Kericuhan terjadi di Lapangan Wae Tuoe, Kecamatan Lanrisang, Sabtu (15/8) sore. Awalnya terjadi aksi saling ejek antar penonton dari kedua pihak dan terjadi kesalahpahaman yang memuncak di luar area lapangan sepakbola.

SCROLL TO CONTINUE WITH CONTENT

"Jadi saling ejek pas pertandingan tetapi nanti setelah selesai pertandingan mereka sempat berpapasan di parkiran dan kemudian terpancing lagi adanya kericuhan," paparnya.

Saat personel kepolisian tiba di lokasi untuk melerai, massa yang terlibat perselisihan langsung membubarkan diri. Namun ada 3 orang yang sempat dibawa ke Puskesmas untuk mendapatkan perawatan medis.

ADVERTISEMENT

"Saat kami tiba sudah membubarkan diri. Ada 3 korban yang sempat dibawa ke Puskesmas tetapi bukan luka serius. Hanya lecet saja," terangnya.

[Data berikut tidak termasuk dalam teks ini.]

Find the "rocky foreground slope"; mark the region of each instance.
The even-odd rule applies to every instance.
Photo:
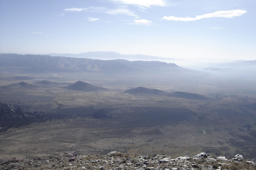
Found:
[[[56,153],[48,156],[19,160],[17,158],[0,162],[0,170],[192,170],[256,169],[254,160],[243,160],[237,154],[231,159],[201,153],[192,157],[175,159],[155,154],[129,155],[112,152],[105,155],[78,155],[75,152]]]

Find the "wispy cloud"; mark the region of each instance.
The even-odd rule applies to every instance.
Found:
[[[66,8],[64,9],[64,11],[70,11],[72,12],[81,12],[82,11],[86,10],[88,8]]]
[[[111,9],[102,7],[90,7],[88,8],[68,8],[64,9],[66,11],[81,12],[85,11],[87,12],[95,13],[104,13],[111,15],[124,15],[129,16],[137,16],[133,12],[126,8],[122,8],[116,9]]]
[[[224,28],[223,27],[209,27],[209,28],[213,29],[223,29]]]
[[[42,33],[41,32],[33,32],[33,33],[36,34],[43,34],[43,33]]]
[[[133,12],[126,9],[117,9],[110,10],[106,11],[106,13],[112,15],[122,14],[129,16],[137,16],[137,15]]]
[[[99,18],[95,18],[88,17],[87,19],[89,20],[89,21],[95,21],[95,20],[99,20]]]
[[[131,5],[148,8],[151,6],[167,6],[166,2],[164,0],[111,0],[112,1],[120,3]]]
[[[235,16],[239,16],[247,12],[247,11],[241,9],[232,10],[230,11],[219,11],[209,13],[204,15],[197,16],[195,18],[188,17],[176,17],[175,16],[165,16],[162,19],[168,20],[175,20],[178,21],[192,21],[195,20],[199,20],[202,18],[213,18],[213,17],[223,17],[223,18],[233,18]]]
[[[152,21],[145,19],[141,19],[134,20],[134,22],[135,24],[136,25],[149,26],[151,25]]]

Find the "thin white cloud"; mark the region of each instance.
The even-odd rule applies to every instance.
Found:
[[[111,0],[122,4],[131,5],[148,8],[151,6],[167,6],[166,2],[164,0]]]
[[[82,11],[86,10],[87,8],[66,8],[64,9],[64,11],[70,11],[72,12],[81,12]]]
[[[95,21],[95,20],[99,20],[99,18],[95,18],[88,17],[87,19],[89,20],[89,21]]]
[[[106,13],[112,15],[122,14],[129,16],[137,16],[133,12],[126,9],[120,9],[106,11]]]
[[[111,15],[118,15],[118,14],[121,14],[121,15],[128,15],[129,16],[137,16],[137,15],[136,15],[133,12],[130,10],[126,8],[120,8],[116,9],[111,9],[106,8],[105,7],[90,7],[88,8],[68,8],[64,9],[65,11],[76,11],[76,12],[81,12],[81,11],[85,11],[87,12],[92,12],[92,13],[104,13],[107,14],[109,14]]]
[[[224,28],[223,27],[209,27],[210,29],[223,29]]]
[[[151,25],[152,21],[145,19],[134,20],[135,24],[149,26]]]
[[[202,18],[213,18],[213,17],[223,17],[223,18],[233,18],[235,16],[239,16],[247,12],[247,11],[241,9],[232,10],[230,11],[216,11],[213,13],[209,13],[204,15],[197,16],[195,18],[191,18],[189,17],[176,17],[175,16],[165,16],[162,19],[168,20],[175,20],[178,21],[192,21],[195,20],[199,20]]]
[[[43,34],[43,33],[42,33],[41,32],[33,32],[33,33],[36,34]]]

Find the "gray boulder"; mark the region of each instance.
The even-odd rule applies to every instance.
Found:
[[[207,154],[204,152],[200,153],[196,155],[192,156],[192,158],[193,160],[200,160],[204,158],[207,158]]]

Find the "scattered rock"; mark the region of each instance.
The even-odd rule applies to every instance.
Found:
[[[114,154],[115,154],[116,153],[116,151],[112,151],[112,152],[110,152],[109,153],[107,154],[108,155],[112,155]]]
[[[207,158],[207,154],[204,152],[202,152],[192,156],[191,158],[193,160],[200,160],[203,158]]]
[[[234,158],[232,159],[234,161],[238,161],[243,160],[243,156],[242,155],[237,154],[234,156]]]
[[[47,156],[28,160],[19,160],[18,158],[14,158],[10,160],[12,161],[9,160],[10,161],[0,163],[0,170],[79,168],[93,170],[212,170],[217,167],[221,169],[222,167],[228,167],[231,165],[236,166],[233,167],[235,168],[233,169],[240,169],[240,167],[243,165],[248,166],[248,165],[251,168],[250,169],[256,169],[254,160],[243,161],[242,156],[239,154],[230,160],[224,156],[219,156],[216,159],[211,156],[205,157],[206,154],[204,153],[191,159],[188,155],[184,155],[172,159],[170,156],[164,154],[156,154],[152,156],[130,156],[124,158],[121,154],[113,155],[116,153],[113,151],[106,155],[95,156],[78,155],[75,152],[55,153]],[[240,161],[237,161],[235,158],[239,159]],[[203,159],[203,161],[202,159]],[[176,163],[172,163],[171,161]]]

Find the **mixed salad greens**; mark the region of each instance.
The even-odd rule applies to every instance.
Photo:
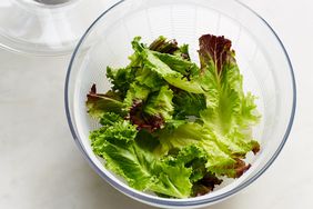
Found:
[[[101,128],[91,131],[94,153],[130,187],[160,197],[202,196],[250,168],[248,152],[260,145],[252,127],[260,120],[255,97],[244,93],[231,41],[199,39],[200,67],[189,46],[140,37],[124,68],[107,68],[111,90],[92,86],[88,113]]]

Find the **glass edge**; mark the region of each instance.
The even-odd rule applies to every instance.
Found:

Irwan juga meluruskan simpang siur mengenai kondisi korban yang beredar di masyarakat yang mendapatkan luka akibat senjata tajam. Menurutnya, tidak ada korban yang mengalami luka berat dalam insiden perselisihan tersebut.

"Yang luka sebenarnya tidak ada. Hanya lecet karena jatuh, mungkin terkena rumput atau kayu. Kalau saya lihat tadi, hanya luka goresan ringan di tangan akibat menangkis," jelasnya.

Ia menegaskan tidak ada yang ditahan atau diamankan saat pembubaran kericuhan pascapertandingan. Massa yang terlibat pertikaian langsung membubarkan diri begitu melihat kedatangan petugas di lokasi kejadian.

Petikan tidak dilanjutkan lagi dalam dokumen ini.